The recent discovery of the urinary microbiome has sparked research into the connection between this microbiome and urological symptoms and diseases, among which overactive bladder (OAB). Most studies demonstrate an increase in Lactobacillus. However, further results vary heavily between studies. To our knowledge, this is the first study that aims to clarify the differences in urinary microbiota between patient with OAB and detrusor overactivity shown on urodynamics (OAB DO+) and patients with OAB without detrusor overactivity (OAB DO-).

Materials & Methods

We obtained midstream urine of 12 patient with OAB DO+, 9 patients with OAB DO- and 12 healthy controls. The microbiome of the urine samples were analyzed with 16S rRNA gene sequence analysis.

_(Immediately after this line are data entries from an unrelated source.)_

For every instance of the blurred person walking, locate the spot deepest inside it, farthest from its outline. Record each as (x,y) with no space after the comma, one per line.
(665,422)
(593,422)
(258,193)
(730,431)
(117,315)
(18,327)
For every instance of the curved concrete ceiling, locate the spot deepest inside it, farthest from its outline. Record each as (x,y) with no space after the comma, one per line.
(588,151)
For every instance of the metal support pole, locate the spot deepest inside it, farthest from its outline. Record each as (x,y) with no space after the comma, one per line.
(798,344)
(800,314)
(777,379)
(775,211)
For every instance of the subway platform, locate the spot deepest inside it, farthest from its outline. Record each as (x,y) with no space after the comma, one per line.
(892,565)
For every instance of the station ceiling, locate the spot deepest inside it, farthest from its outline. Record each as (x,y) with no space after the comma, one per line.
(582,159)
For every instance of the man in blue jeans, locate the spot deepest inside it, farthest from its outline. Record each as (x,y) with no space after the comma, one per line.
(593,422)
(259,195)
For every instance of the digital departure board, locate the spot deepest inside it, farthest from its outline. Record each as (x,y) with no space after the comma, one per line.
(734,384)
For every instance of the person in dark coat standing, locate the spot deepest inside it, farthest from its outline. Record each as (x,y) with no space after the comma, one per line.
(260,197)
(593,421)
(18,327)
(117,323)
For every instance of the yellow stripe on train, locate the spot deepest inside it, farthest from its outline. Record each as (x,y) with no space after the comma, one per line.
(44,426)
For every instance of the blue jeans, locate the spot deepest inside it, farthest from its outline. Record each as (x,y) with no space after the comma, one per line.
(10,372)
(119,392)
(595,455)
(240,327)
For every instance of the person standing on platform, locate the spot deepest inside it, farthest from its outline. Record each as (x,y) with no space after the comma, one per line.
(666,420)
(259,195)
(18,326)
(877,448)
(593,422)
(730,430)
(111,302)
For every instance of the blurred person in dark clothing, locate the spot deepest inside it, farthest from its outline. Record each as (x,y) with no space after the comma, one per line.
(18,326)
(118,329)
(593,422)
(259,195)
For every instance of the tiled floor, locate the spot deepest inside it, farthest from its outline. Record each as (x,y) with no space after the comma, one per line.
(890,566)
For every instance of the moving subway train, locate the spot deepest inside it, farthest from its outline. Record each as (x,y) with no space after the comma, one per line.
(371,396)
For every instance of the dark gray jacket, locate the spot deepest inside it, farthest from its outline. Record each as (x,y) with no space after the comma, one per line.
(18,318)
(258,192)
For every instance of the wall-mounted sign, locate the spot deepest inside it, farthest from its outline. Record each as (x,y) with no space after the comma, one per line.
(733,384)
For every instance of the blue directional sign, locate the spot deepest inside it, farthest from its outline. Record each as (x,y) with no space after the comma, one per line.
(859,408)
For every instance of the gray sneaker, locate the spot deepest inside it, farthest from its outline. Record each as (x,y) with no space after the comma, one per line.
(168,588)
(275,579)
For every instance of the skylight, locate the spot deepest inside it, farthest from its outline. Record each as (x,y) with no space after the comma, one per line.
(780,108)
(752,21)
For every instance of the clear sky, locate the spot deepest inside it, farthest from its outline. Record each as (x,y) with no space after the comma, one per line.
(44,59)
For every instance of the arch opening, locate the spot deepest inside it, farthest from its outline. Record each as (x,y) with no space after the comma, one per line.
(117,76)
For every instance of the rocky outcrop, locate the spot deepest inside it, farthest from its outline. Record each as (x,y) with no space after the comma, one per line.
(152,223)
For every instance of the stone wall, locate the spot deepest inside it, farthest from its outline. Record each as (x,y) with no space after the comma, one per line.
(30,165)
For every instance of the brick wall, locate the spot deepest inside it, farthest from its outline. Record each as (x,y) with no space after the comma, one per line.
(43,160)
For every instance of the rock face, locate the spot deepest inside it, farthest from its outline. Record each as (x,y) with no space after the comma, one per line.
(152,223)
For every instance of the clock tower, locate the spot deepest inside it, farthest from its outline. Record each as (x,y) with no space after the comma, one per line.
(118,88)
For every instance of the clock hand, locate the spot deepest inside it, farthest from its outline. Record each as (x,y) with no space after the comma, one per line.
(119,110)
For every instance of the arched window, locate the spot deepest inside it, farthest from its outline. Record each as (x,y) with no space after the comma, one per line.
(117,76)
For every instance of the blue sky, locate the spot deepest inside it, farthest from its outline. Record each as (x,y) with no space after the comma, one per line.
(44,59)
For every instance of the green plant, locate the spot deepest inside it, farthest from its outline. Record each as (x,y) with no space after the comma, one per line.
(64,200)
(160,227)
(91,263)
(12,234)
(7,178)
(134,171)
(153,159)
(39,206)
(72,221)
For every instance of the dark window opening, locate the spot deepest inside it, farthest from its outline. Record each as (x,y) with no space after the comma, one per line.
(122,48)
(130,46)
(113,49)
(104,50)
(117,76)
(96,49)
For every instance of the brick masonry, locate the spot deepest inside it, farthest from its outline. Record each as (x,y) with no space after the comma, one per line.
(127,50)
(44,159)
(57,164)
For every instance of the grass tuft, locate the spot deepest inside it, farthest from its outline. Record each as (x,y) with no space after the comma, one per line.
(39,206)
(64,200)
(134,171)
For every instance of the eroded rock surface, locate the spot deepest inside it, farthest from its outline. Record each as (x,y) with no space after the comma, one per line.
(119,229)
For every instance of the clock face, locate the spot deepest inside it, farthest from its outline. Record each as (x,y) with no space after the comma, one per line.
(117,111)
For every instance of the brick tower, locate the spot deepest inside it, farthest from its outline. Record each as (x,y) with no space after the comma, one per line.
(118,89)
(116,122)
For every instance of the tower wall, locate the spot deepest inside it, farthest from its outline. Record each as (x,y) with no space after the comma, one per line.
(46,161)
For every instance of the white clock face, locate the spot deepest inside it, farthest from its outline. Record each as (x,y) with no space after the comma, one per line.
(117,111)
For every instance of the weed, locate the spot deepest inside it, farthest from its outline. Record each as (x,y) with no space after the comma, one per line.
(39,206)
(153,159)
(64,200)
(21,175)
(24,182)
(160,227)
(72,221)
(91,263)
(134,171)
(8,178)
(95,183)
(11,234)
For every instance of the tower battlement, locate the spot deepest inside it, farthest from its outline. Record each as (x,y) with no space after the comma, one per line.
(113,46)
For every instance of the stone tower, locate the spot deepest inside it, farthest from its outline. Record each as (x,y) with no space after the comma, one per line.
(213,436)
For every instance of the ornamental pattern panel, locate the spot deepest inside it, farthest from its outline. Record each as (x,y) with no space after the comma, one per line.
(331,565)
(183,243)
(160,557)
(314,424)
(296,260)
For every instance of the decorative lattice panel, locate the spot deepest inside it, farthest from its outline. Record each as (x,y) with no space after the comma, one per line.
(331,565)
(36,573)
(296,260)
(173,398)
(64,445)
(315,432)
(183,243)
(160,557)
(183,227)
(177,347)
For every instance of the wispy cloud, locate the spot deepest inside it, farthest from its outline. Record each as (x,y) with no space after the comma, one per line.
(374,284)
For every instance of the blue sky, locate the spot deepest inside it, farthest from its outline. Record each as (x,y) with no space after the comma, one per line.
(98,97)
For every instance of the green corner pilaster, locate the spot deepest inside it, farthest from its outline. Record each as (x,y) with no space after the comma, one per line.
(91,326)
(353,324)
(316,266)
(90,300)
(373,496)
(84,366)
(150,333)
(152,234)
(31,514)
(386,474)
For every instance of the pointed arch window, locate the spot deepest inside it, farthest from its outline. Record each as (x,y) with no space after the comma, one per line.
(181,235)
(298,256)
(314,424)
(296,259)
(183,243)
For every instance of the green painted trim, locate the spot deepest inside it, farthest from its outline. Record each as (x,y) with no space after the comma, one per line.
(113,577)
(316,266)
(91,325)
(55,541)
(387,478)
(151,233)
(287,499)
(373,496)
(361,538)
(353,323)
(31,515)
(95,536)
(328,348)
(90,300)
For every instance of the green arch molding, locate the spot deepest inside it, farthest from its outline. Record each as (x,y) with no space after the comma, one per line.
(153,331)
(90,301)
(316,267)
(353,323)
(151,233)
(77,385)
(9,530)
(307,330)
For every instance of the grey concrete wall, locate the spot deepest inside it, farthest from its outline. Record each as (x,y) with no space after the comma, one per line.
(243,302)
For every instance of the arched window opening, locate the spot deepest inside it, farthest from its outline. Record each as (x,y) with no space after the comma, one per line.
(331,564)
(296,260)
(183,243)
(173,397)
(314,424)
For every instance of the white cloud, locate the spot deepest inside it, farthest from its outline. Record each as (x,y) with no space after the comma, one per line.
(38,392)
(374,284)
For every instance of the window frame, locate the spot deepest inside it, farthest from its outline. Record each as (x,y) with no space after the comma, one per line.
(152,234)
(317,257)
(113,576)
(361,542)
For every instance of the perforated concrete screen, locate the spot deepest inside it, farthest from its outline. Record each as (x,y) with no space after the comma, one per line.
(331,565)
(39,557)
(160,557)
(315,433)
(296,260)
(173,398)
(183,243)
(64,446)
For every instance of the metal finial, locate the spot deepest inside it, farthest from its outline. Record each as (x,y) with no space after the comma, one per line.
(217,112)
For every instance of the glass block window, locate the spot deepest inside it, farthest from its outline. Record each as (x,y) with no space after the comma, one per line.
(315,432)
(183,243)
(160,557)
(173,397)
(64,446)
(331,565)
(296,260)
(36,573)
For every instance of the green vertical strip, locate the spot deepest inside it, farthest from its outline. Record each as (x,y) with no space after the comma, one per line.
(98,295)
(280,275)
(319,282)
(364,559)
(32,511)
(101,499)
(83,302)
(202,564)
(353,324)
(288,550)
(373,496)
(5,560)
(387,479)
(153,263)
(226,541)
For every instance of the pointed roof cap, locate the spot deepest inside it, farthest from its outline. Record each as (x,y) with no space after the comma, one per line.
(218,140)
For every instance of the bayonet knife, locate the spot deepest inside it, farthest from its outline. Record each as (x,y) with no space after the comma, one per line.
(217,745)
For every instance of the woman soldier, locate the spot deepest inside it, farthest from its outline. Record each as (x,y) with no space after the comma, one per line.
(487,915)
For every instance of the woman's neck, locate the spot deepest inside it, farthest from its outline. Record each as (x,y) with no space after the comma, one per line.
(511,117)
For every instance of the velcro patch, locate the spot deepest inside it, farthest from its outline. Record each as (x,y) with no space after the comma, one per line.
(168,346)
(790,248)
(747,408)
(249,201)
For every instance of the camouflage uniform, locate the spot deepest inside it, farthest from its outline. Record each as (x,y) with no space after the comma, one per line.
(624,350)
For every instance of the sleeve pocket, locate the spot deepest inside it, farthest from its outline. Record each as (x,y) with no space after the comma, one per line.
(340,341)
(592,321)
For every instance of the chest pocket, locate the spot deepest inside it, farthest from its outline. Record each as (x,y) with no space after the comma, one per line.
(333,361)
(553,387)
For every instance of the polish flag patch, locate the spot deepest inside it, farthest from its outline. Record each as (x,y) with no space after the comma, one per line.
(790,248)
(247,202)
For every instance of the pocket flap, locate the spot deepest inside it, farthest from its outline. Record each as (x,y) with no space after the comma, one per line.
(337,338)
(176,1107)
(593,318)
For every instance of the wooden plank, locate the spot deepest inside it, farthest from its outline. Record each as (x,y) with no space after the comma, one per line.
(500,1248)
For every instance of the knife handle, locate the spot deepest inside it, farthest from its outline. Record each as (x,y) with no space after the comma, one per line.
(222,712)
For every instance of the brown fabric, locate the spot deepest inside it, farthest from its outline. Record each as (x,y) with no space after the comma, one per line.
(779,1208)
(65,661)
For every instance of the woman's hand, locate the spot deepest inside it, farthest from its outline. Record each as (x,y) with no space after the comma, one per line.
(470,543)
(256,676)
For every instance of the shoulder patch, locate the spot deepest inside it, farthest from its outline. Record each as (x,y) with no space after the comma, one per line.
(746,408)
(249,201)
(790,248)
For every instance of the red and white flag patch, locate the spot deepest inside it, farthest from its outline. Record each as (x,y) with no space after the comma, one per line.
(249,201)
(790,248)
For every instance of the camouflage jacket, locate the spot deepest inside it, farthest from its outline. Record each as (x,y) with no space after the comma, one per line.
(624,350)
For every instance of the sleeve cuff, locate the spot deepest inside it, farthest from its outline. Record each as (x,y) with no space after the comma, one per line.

In the OAB DO+ group 11 of the 12 samples (92%) are dominated by one genus (relative proportion of >50%), compared to 44% (OAB DO-) and 42% (control). The median Shannon numerics of 1.76 (OAB DO+), 3.34 (OAB DO-) and 3.39 (control) showed a significantly lower diversity in the OAB DO+ group. The portion of the bacteria are summarized in figure 1. Overall, Lactobacillus was the dominant bacteria, followed by Gardnerella and Prevotella. Lactobacillus was dominant in 58% of the OAB DO+ group. The median proportion of Lactobacillus in the OAB DO+ group (57.33) was significantly higher than in the OAB DO- (0.04) and control group (0.03). 70% of the Lactobacillus containing samples from the OAB DO+ group showed a dominance of Lactobacillus Iners. Gardnerella proportions did not differ significantly between groups. Median Prevotella proportions were significantly smaller in OAB DO+ (5.14) than in OAB DO- (12.58) and control (23.48). Moreover, Propionimicrobium, Dialister, Anaerococcus and Peptoniphilus made up significantly smaller proportions of the microbiome in the OAB DO+ group compared to one or both of the other patient groups.


The microbiome of patients with OAB DO+ was significantly less diverse and showed a higher proportion of Lactobacillus, particularly Lactobacillus Iners  than the OAB DO- and healthy controls. These data suggest that bacterial flora could play a role in OAB pathophysiology. The microbiome could be a new starting point to study causes and treatments  of OAB.